A uniform cover is an open cover in which enough of the subsets have a uniform minimal size. This doesn't make sense in (say) an arbitrary topological space, but it does make sense in a uniform space (or a uniform locale). In fact, it's possible to define a uniform space by specifying which covers are uniform.

Definitions

The most general definition (that we have here so far) is in a uniform space or locale, but we can write down the definition in other familiar situations as well.

In a metric space

Let $X$ be a (pseudo)metric space. A collection $\mathcal{C}$ of subsets of $X$ is a uniform cover if:

For some positive number$\epsilon$, every open ball of radius $\epsilon$ is contained in some element of $\mathcal{C}$.

For some neighbourhood$N$ of $0$ (the identity element of the group), every set of the form $a + N$ is contained in some element of $\mathcal{C}$.

If $X$ is a topological group, then we have both left-uniform and right-uniform covers, depending on whether we use $a N$ or $N a$ in the definition above. (I'm not sure what the convention is, if any, on which is left and which is right.)

In a uniform space

Sometimes the notion of uniform cover is taken as axiomatic in the definition of uniform space. But if we define a uniform space in terms of entourages, then we have:

Let $X$ be a uniform space.

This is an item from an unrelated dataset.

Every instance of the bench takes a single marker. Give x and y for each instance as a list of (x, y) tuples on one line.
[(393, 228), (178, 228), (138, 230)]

A collection $\mathcal{C}$ of subsets of $X$ is a uniform cover if:

For some entourage$U$, every set of the form $U[a] \coloneqq \{ b\colon X \;|\; a \approx_U b \}$ is contained in some element of $\mathcal{C}$.

This definition subsumes both (pseudo)metric spaces and topological groups (although a nonabelian topological group has two uniform structures, corresponding to the two notions of uniform cover).